After education at King's College London and Worcester College, Oxford, Henry White was ordained deacon in 1859 and priest in 1860 by the then Archbishop of Canterbury John Bird Sumner. White's first curacy was at Dover, but in 1860 Queen Victoria appointed him to the chaplaincy of the Chapel Royal, Savoy, where he ministered until his death at age 56. He was appointed Hon. Chaplain-in-Ordinary to the Queen in 1870 and Chaplain-in-Ordinary to the Queen in 1873. From 1869 to 1874 White was Chaplain to the House of Commons and was reappointed in 1889.

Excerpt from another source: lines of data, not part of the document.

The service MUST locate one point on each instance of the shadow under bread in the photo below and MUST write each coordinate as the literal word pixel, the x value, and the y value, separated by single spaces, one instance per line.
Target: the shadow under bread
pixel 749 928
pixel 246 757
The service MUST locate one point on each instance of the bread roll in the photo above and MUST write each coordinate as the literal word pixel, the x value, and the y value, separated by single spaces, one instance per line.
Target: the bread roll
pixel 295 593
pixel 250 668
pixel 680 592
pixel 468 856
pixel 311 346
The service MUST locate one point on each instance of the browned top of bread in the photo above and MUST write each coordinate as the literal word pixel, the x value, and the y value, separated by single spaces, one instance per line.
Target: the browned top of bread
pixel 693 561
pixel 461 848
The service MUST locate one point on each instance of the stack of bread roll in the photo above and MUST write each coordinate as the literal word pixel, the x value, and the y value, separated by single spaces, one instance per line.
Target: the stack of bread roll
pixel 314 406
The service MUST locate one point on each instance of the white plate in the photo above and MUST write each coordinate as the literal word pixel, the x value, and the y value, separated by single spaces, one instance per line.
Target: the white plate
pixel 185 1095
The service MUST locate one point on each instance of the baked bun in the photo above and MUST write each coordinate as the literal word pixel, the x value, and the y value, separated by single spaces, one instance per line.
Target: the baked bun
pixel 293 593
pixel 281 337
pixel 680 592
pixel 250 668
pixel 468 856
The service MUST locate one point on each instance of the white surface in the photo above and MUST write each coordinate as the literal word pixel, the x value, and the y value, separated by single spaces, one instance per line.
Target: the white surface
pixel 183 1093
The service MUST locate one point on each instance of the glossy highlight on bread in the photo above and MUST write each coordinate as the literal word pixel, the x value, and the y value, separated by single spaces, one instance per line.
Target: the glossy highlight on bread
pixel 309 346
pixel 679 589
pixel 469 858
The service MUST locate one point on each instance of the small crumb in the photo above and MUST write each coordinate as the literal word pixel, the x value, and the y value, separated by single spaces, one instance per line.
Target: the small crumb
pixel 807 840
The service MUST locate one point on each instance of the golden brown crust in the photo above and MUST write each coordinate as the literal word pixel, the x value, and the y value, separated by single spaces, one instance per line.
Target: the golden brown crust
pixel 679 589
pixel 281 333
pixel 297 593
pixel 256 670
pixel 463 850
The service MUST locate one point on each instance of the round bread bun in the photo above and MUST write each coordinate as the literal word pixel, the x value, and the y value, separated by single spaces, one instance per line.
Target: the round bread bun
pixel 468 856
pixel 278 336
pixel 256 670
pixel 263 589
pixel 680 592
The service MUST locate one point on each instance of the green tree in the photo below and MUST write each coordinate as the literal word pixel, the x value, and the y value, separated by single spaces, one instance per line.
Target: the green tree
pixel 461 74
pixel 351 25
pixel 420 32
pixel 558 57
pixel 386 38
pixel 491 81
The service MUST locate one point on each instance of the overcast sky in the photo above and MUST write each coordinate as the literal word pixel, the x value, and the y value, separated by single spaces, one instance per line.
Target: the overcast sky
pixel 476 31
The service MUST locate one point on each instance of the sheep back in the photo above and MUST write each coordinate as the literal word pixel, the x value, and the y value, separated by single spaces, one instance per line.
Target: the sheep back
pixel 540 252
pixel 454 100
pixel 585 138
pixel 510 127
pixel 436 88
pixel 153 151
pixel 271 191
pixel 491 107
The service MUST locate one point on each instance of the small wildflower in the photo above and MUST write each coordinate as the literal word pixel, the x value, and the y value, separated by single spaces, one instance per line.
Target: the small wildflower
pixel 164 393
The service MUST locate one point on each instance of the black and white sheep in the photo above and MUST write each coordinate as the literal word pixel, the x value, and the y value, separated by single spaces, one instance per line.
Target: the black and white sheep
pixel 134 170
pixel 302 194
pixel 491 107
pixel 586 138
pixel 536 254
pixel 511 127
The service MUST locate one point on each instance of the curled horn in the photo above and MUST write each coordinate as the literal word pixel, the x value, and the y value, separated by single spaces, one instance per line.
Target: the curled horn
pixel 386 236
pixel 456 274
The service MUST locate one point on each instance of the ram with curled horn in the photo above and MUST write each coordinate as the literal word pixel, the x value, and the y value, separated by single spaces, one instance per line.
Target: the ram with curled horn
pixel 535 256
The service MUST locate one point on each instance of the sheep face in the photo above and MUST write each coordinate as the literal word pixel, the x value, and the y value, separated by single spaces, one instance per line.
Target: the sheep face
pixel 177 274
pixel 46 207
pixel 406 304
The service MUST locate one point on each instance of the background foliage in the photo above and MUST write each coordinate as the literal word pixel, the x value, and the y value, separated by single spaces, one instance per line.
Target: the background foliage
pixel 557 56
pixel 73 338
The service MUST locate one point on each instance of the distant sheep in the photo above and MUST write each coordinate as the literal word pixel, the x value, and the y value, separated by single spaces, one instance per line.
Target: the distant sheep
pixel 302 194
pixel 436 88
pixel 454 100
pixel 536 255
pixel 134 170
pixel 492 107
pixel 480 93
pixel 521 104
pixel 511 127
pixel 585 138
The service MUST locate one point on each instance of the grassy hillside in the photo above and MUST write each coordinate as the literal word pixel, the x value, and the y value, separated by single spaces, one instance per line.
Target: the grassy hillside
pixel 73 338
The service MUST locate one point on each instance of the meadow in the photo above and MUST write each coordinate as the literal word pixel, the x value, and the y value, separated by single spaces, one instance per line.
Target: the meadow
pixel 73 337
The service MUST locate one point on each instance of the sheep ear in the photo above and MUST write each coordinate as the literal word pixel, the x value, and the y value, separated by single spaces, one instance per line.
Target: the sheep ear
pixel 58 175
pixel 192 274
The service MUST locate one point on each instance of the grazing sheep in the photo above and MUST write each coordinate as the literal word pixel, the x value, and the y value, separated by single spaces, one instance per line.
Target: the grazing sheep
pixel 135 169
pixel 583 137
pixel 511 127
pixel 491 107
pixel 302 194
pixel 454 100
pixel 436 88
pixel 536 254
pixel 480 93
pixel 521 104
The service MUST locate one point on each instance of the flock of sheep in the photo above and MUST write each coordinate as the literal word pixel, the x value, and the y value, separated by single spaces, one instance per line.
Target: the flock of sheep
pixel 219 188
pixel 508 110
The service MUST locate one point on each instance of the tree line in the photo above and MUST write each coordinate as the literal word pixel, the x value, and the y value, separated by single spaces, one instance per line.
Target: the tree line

Mr. White is the Alban Butler of the Anglican Church, although he has not formulated his peculiar knowledge into bulky volumes, but he knows, mentally, all that these chroniclers of the Saints have left on closely written pages and in unedited manuscript. It would be a rare occurrence if Mr. White were to pencil a sermon without introducing the names of a galaxy of the Fathers of the Church, Ambrose, Augustine, Basil, Cyril, and Bonaventure seeming to be especial favourites of the Chaplain of the Savoy.

Mr. White was in great request as an officiant at marriages, and the kind of confidential manner in which he addressed brides and bridegrooms was very impressive. ... He had a great many acquaintances among members of the theatrical profession, and in music, the drama, and literature he took an intelligent interest. He was very fond of travelling, and always threw off his clerical attire when off duty.

On Sunday 11 October 1891 the Henry White Memorial Window by Clayton and Bell was unveiled at the Royal Chapel, Savoy.